Di sisi lain, Kepala Satpol PP Surabaya, Achmad Zaini, menyoroti fenomena pendatang yang datang dengan janji pekerjaan yang tidak pasti. Kondisi ini dinilai berpotensi menempatkan pendatang dalam situasi rentan sekaligus menambah beban sosial kota.
Dalam perspektif kebijakan publik, langkah ini dapat dipahami sebagai bentuk pengendalian urbanisasi berbasis selektivitas. Pemerintah berupaya menjaga keseimbangan antara keterbukaan kota dan kebutuhan menjaga ketertiban sosial.

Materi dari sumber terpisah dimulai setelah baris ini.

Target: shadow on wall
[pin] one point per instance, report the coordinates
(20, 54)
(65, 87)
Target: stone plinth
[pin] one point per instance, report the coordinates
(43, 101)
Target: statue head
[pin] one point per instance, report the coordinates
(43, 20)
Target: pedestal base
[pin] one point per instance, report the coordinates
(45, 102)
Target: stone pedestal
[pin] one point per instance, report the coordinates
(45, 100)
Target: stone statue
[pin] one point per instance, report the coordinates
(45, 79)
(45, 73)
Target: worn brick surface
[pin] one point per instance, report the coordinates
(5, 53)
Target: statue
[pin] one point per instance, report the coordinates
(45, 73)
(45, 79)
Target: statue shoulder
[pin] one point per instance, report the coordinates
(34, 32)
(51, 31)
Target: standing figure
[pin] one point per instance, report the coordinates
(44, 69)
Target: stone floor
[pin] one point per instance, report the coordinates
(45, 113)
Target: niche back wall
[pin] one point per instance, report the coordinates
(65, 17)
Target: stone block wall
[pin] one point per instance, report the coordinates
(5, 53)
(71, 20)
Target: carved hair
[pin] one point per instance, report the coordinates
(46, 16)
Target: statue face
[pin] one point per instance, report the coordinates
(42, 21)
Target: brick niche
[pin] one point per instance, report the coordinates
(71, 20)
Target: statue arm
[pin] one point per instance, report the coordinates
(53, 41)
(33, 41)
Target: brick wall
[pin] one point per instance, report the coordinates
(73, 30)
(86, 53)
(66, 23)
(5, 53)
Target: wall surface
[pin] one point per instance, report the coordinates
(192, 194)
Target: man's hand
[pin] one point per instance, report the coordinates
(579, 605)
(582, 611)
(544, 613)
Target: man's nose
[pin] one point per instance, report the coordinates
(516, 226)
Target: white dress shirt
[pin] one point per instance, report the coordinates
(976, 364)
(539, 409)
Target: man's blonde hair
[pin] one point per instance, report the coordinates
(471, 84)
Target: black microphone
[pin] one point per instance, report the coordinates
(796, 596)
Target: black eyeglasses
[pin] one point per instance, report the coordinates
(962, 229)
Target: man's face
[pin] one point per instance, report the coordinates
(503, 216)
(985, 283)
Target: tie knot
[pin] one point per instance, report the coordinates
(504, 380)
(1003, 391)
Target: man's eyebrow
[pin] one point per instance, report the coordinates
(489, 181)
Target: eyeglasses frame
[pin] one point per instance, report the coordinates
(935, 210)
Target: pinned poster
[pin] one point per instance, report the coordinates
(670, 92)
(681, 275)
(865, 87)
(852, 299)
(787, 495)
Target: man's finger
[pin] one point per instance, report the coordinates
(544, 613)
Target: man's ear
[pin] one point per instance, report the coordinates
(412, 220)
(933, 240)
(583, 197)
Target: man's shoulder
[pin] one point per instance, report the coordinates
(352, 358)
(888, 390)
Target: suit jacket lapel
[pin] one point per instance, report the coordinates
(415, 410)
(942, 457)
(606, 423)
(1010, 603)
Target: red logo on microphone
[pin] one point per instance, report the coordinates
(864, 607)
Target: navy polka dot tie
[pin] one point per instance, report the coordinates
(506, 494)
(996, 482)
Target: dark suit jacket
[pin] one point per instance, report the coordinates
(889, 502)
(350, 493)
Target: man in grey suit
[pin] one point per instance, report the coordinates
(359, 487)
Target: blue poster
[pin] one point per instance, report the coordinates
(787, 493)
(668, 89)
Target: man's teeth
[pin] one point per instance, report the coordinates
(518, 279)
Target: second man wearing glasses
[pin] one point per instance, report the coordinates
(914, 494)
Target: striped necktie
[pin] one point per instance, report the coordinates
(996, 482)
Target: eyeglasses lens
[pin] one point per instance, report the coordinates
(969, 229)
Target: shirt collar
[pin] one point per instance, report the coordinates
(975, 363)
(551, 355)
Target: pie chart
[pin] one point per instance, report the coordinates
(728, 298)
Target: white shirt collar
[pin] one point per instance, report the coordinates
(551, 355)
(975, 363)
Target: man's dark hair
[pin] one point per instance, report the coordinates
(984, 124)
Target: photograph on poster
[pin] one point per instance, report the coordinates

Namun demikian, pendekatan ini juga membuka ruang diskursus yang lebih luas. Urbanisasi merupakan fenomena struktural yang tidak bisa sepenuhnya dibatasi melalui pendekatan administratif semata. Ketika indikator seperti pekerjaan dijadikan parameter utama, muncul pertanyaan mengenai batas intervensi pemerintah terhadap mobilitas warga negara.
Momentum Lebaran 2026 seharusnya menjadi refleksi bahwa pengelolaan urbanisasi memerlukan strategi yang lebih komprehensif. Tidak hanya melalui pengawasan, tetapi juga melalui penguatan ekonomi daerah asal, penciptaan lapangan kerja, serta peningkatan kualitas sumber daya manusia.
Pada akhirnya, kebijakan ini menunjukkan bahwa Surabaya tengah menguji model pengendalian urbanisasi yang lebih terstruktur. Tantangannya adalah memastikan bahwa kebijakan tersebut tidak hanya efektif menjaga ketertiban, tetapi juga tetap menjunjung prinsip inklusivitas sebagai kota yang terbuka bagi peluang dan harapan baru.